Travelling back from London with my eldest child on the tube today, I enjoyed one of those moments in which we enjoy ‘the pleasure of recognition’. I could tell that the girl sitting opposite me, whose gaze lingered fractionally longer on me than on the others in the carriage, was thinking the same thought: ‘Someone else in this carriage is English!’ Her bewildered expression was that of someone lost in a foreign city – a city far from home.
She reminded me of the solitary rather awkward looking white boy in a large inner-city school contingent I saw visiting the Globe Theatre in the summer. For all I know, this pupil might have been utterly at home in his diverse cosmopolitan environment, and I was a fossilised relic of a vanished world. But I could not help but feel pity for him. Did he too not have a cultural inheritance (albeit it now a minority culture), a birth-right, a right to innocent friendships untainted by the debilitating baggage of identity politics, the charge of hateful whiteness, historical injustice, casual microaggressions, and, of course, institutional racism? Not much fun for him I suspect being subjected to the rigours of a multicultural diverse curriculum whose purpose is the deconstruction of Western civilization. Not very educational either: ‘Has anyone in the class heard of Charles Dickens? Yes, he was a sexist racist homophobe …’

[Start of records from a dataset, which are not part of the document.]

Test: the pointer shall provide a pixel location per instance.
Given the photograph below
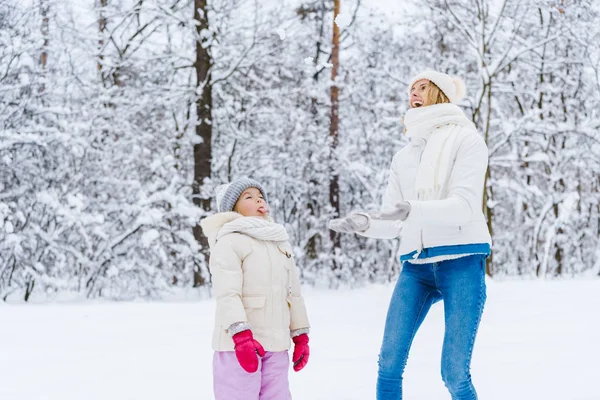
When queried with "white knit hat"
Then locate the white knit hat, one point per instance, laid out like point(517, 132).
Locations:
point(453, 87)
point(228, 194)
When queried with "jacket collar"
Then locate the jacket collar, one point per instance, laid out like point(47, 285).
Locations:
point(421, 122)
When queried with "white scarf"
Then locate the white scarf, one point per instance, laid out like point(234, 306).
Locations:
point(436, 128)
point(256, 227)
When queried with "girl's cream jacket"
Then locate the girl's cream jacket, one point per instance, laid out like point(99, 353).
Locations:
point(254, 280)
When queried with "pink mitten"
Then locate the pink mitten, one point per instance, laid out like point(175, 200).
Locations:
point(301, 351)
point(246, 349)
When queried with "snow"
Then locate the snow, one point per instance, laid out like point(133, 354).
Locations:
point(538, 340)
point(343, 20)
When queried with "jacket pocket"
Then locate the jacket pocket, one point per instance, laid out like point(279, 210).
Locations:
point(256, 312)
point(254, 301)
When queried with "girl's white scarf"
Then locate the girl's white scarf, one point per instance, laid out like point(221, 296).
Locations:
point(436, 128)
point(256, 227)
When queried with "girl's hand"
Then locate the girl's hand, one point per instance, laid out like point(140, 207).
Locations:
point(246, 349)
point(351, 224)
point(301, 352)
point(400, 212)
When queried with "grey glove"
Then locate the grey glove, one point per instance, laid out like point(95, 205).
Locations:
point(401, 212)
point(351, 224)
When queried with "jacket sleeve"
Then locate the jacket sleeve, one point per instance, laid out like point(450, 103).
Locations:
point(298, 314)
point(226, 269)
point(385, 229)
point(465, 189)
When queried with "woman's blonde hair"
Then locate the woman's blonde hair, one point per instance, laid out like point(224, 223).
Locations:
point(434, 95)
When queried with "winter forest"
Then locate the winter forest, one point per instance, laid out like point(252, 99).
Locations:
point(119, 118)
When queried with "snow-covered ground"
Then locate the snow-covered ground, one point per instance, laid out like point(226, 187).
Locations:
point(538, 340)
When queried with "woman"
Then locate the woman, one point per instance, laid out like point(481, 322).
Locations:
point(433, 202)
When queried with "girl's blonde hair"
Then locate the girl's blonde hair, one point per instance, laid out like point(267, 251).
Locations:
point(434, 95)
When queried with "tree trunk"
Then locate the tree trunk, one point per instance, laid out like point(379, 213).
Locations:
point(202, 150)
point(44, 56)
point(487, 192)
point(101, 29)
point(334, 188)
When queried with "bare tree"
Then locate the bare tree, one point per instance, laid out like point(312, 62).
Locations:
point(203, 148)
point(334, 186)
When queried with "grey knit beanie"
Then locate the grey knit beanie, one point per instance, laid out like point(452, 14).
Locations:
point(228, 194)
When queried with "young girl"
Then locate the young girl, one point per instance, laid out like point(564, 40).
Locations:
point(259, 304)
point(434, 203)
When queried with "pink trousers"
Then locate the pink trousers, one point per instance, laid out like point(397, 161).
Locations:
point(270, 382)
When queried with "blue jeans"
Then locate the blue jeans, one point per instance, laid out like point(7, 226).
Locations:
point(460, 284)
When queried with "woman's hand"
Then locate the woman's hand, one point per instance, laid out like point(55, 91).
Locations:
point(400, 212)
point(301, 352)
point(247, 350)
point(351, 224)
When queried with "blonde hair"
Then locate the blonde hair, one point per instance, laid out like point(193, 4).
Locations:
point(434, 95)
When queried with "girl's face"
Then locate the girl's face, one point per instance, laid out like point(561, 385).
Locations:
point(251, 204)
point(418, 94)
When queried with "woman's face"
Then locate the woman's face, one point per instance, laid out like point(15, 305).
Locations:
point(251, 204)
point(418, 94)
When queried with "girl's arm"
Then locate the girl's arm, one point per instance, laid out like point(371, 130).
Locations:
point(465, 189)
point(226, 269)
point(386, 229)
point(299, 317)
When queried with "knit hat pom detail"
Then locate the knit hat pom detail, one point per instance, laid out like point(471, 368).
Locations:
point(460, 86)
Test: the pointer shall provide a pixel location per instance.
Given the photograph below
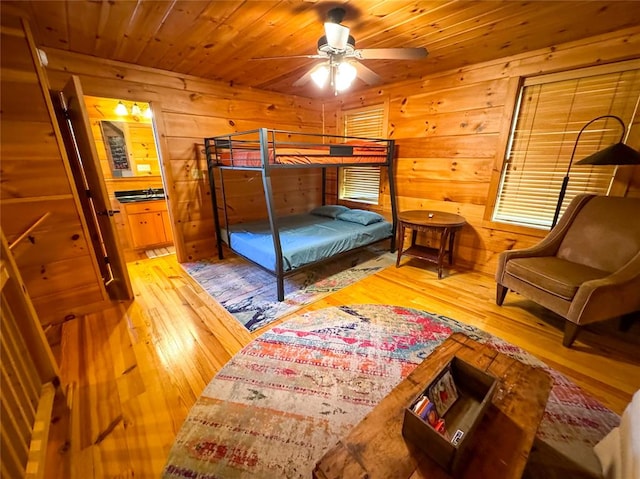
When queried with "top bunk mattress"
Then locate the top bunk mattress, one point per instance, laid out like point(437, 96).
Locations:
point(304, 238)
point(303, 156)
point(245, 150)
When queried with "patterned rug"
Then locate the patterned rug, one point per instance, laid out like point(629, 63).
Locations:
point(250, 295)
point(291, 394)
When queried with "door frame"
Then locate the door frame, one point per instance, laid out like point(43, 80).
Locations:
point(94, 200)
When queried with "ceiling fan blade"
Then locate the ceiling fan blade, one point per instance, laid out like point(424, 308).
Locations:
point(304, 79)
point(317, 55)
point(390, 53)
point(337, 35)
point(366, 74)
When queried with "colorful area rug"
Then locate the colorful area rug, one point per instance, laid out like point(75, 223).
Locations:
point(291, 394)
point(250, 295)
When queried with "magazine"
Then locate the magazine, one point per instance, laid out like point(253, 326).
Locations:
point(443, 392)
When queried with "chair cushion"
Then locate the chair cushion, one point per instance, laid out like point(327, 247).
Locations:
point(553, 275)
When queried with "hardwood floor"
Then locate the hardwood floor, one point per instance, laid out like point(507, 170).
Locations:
point(135, 369)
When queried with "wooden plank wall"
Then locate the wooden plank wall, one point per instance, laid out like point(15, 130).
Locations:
point(451, 131)
point(186, 110)
point(55, 259)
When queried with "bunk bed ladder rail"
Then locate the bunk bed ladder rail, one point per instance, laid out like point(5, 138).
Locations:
point(391, 148)
point(211, 155)
point(273, 218)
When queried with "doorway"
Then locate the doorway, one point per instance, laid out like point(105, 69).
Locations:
point(129, 158)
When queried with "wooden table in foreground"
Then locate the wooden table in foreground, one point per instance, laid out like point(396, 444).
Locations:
point(447, 224)
point(375, 448)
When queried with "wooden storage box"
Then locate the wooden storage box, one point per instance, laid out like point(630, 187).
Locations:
point(474, 389)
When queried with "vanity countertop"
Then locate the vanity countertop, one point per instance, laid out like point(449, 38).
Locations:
point(137, 196)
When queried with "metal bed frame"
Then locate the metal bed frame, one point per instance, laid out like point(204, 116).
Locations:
point(267, 138)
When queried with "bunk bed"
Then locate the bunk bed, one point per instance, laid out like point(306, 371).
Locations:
point(284, 245)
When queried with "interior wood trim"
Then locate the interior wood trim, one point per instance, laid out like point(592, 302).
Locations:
point(45, 88)
point(616, 67)
point(28, 230)
point(167, 177)
point(515, 84)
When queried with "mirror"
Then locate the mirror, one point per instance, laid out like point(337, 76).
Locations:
point(115, 142)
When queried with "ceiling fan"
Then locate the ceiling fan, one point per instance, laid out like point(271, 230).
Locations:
point(341, 66)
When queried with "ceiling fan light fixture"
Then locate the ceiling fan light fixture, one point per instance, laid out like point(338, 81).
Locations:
point(345, 74)
point(121, 109)
point(320, 75)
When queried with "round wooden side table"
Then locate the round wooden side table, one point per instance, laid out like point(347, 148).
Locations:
point(447, 224)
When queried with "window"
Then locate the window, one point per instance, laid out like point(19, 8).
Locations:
point(551, 111)
point(362, 183)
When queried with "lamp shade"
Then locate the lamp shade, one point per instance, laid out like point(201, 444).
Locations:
point(618, 154)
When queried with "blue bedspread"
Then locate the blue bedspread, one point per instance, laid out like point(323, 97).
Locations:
point(305, 238)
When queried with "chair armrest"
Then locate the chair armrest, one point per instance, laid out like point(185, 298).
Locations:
point(551, 243)
point(608, 297)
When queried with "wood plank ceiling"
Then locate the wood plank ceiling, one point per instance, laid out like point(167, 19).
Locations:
point(220, 39)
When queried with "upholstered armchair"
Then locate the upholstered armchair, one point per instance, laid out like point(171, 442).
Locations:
point(587, 269)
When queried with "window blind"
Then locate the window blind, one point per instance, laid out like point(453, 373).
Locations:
point(362, 183)
point(546, 125)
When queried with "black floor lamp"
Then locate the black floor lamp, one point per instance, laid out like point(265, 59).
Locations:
point(618, 154)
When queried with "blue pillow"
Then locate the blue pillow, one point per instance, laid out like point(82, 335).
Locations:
point(362, 217)
point(330, 211)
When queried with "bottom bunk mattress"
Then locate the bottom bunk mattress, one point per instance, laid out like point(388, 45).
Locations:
point(305, 239)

The replacement of the English in London is now so far gone that one views it almost with detached scientific interest as a botanist might when viewing the displacement of a native species. There will be a day when the only moments of recognition occur on visits to the national museums, the custodians of the past, and to Madame Tussaud’s – which is where we had just been. In Madam Tussaud’s they have laid on for tourists a ‘Spirit of London’ experience in which one is trundled round in a black taxi on rails and treated to a glimpse of London through the ages – the age of Elizabeth, Shakespeare writing his plays, the Great Plague and Fire, Wren’s rebuilding, Nelson, Victorian London, the Blitz, and the swinging 60s. It’s surprisingly well done and does the job – though I would have thrown in some burning French ships in the Nelson display. But one can’t help wondering, ‘What was it all for?’ A thousand years of history, of organic development, the spirit of a people, dissolved in a generation. Why?
One is tempted to answer, ‘Because some academic, fired by vicarious resentment, instituted the ideology of diversity’. But perhaps it is deeper than that. The new ideology could only take root because the old civilization was finished, decadent, rotten. Yet I feel sorry for the next generation. Somehow, they will have to live us down.